We are interested in looking into this a little more. We have done our first full year travelling the coast of France Spain and Portugal and are almost ready to start heading back to nice and continuing the coastline of Italy, Sicily and beyond for this year.

Having looked at Perestroika Tours, we found the trip to be a little expensive for the time period of 180 Days, although they look the best choice out there at the moment and we are considering going for it maybe in 2012 but would have to eat bread and water for the rest of the year to keep with our annual budget.

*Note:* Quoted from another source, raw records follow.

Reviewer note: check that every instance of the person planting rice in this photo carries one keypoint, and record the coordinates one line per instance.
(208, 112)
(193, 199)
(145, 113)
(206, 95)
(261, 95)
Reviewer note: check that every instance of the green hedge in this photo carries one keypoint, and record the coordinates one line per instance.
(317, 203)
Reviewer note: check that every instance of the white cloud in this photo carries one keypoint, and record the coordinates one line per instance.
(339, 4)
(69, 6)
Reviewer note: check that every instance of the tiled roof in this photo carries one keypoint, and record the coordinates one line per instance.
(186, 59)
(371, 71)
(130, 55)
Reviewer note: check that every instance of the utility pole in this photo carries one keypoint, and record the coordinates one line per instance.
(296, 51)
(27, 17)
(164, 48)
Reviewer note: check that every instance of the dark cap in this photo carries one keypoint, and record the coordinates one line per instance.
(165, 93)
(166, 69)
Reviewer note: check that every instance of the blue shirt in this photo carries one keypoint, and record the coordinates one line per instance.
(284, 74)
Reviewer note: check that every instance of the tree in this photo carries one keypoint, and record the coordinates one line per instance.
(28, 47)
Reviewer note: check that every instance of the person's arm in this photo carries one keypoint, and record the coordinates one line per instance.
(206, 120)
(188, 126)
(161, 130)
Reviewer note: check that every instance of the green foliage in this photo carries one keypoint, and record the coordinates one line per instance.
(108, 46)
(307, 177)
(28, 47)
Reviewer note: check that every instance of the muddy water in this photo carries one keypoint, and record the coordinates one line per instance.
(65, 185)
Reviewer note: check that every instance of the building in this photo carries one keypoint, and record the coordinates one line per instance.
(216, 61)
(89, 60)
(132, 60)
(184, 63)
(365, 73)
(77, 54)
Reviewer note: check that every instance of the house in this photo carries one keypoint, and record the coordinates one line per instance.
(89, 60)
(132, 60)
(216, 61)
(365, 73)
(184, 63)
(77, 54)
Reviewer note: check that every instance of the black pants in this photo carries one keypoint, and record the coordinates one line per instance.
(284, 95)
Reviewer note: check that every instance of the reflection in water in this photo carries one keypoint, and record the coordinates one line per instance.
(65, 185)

However if there was a slower and more informal journey to the Far East that meant the cost were spread more evenly, we would love to discuss further.

Cheers

Steve & Frances


----------



## teemyob (Nov 22, 2005)

*Driving*

And people think we are adventurous, driving down to Southern Europe!.

Good Luck


----------



## Wilbur (Apr 11, 2006)

Tequilla6 said:


> We are interested in looking into this a little more. We have done our first full year travelling the coast of France Spain and Portugal and are almost ready to start heading back to nice and continuing the coastline of Italy, Sicily and beyond for this year.
> 
> Having looked at Perestroika Tours, we found the trip to be a little expensive for the time period of 180 Days, although they look the best choice out there at the moment and we are considering going for it maybe in 2012 but would have to eat bread and water for the rest of the year to keep with our annual budget.
> 
> ...


have a look at what this has evolved to at http://www.ivan.co.nz/China Tour.html and contact me if you are interested in talking more. We leave NZ for EU at the end of March so will have intermintent access to internet.
Ivan McLellan alis Wilbur


----------



## andygrisswell (Dec 7, 2007)

I would have to sell the house to pay for the fuel


----------



## sander4709 (Feb 17, 2008)

Hi Ivan,

Now that's a journey.

Not for us I'm afraid and anyway we'll probably still be rebuilding pur place in Merivale!

Kind regards,

Simon


----------